Consider an integer$L$ written in Base 2B which digits
$$a_n a_{n-1} a_{n-2} ... a_1 B$$
Where $a_i$ are arbitrary constants such that $9 \le a_i < 2B$.
I am attempting to prove that the square of this integer $L$ will have ending digits equal to
$$\frac{B}{2}, 0$$ if B is even and:
$$\frac{B-1}{2}, B $$ when B is odd
and furthermore the leading chunk of digits will be equivalent to those of
$$\frac{L}{2m} \left(\frac{L}{2m} + 1\right)$$
Where the division is integer division (no remainders)
Naturally I opted to begin by considering $L^2$ modulo $(2B)^2$ to generate a solution to the initial clause involving even and odd $B$.
I proceeded by noting
$$L^2 = B^2 + 2Ba_1(2B)+ ... + a_n^2(2B)^{2n} $$
When expanding the multiplicands
Thus we can consider
$$B^2 + (2B)a_1 \mod 4B^2$$
So my first challenge is to absorb the $a_1$ and have it dissappear when considering this expression $\mod 4B^2$ No clue how to do this
Any suggestions where to take it from here?
Hint. I would suggest using congruence notation from the start. We have $$L\equiv a_1(2B)+B\pmod{4B^2}$$ and so $$L^2\equiv a_1^2(4B^2)+2a_1(2B)B+B^2\equiv B^2\pmod{4B^2}\ .$$ Since $B^2<4B^2$, the last two digits of $L^2$ are $b_1,b_0$ where $$B^2=b_1(2B)+b_0\ .$$ We know that there will be only one possibility for $b_1,b_0$ within the range $0,1,\ldots,2B-1$, so if you can find by trial and error something that works, it must be the correct answer.

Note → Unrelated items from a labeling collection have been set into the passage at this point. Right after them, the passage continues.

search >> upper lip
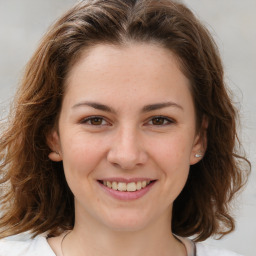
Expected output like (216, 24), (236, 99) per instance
(99, 177), (155, 183)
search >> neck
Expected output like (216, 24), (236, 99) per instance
(63, 208), (186, 256)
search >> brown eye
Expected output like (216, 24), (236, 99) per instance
(149, 116), (173, 126)
(81, 116), (108, 126)
(152, 117), (165, 125)
(89, 117), (103, 125)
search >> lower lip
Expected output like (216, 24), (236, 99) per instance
(98, 181), (156, 201)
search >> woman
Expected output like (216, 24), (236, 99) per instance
(0, 0), (250, 256)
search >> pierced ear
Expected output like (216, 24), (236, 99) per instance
(47, 131), (62, 162)
(190, 116), (208, 165)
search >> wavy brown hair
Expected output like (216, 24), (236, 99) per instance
(0, 0), (250, 241)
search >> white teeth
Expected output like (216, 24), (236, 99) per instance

Edit... after a bit of clarifying the question. First note that any integer $n\ge1$ has a unique expansion in any base $m\ge2$. So if we check that the digits we want give the number we want, there is no need to spend any time showing that they are the only possibility.

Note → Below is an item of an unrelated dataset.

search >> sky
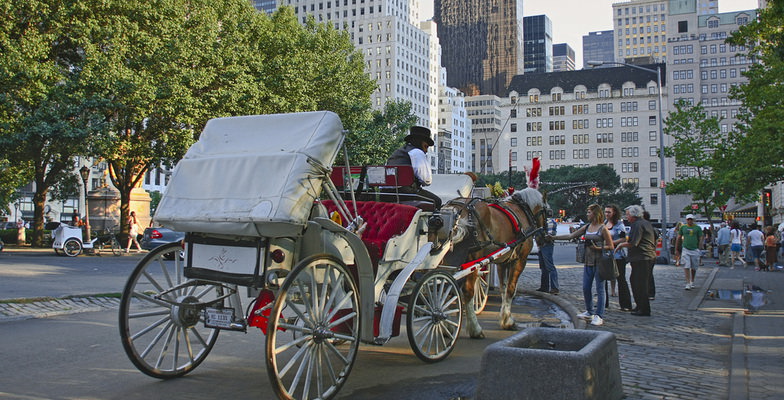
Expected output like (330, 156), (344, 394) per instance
(420, 0), (757, 69)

So, what it comes down to is this: if $L$ has digits $a_n\cdots a_1B$ in base $2B$, you want to show that the digits of $L^2$ are the digits of $$\Bigl\lfloor\frac{L}{2B}\Bigr\rfloor\left(\Bigl\lfloor\frac{L}{2B}\Bigr\rfloor+1\right)\ ,$$ followed by two more digits as specified. Now $$L=a_n(2B)^n+\cdots+a_1(2B)+B$$ and so $$\frac{L}{2B}=a_n(2B)^{n-1}+\cdots+a_1+\frac{1}{2}$$ and $$\Bigl\lfloor\frac{L}{2B}\Bigr\rfloor=\frac{L}{2B}-\frac{1}{2}\ .$$ So, doing the case where $B$ is even, if we have the "leading chunk" followed by $B/2$ and $0$ we get $$\Bigl(\frac{L}{2B}-\frac{1}{2}\Bigr) \Bigl(\frac{L}{2B}-\frac{1}{2}+1\Bigr)(2B)^2 +\frac{B}{2}(2B)+0\ ,$$ which simplifies to $L^2$, and this is all you need.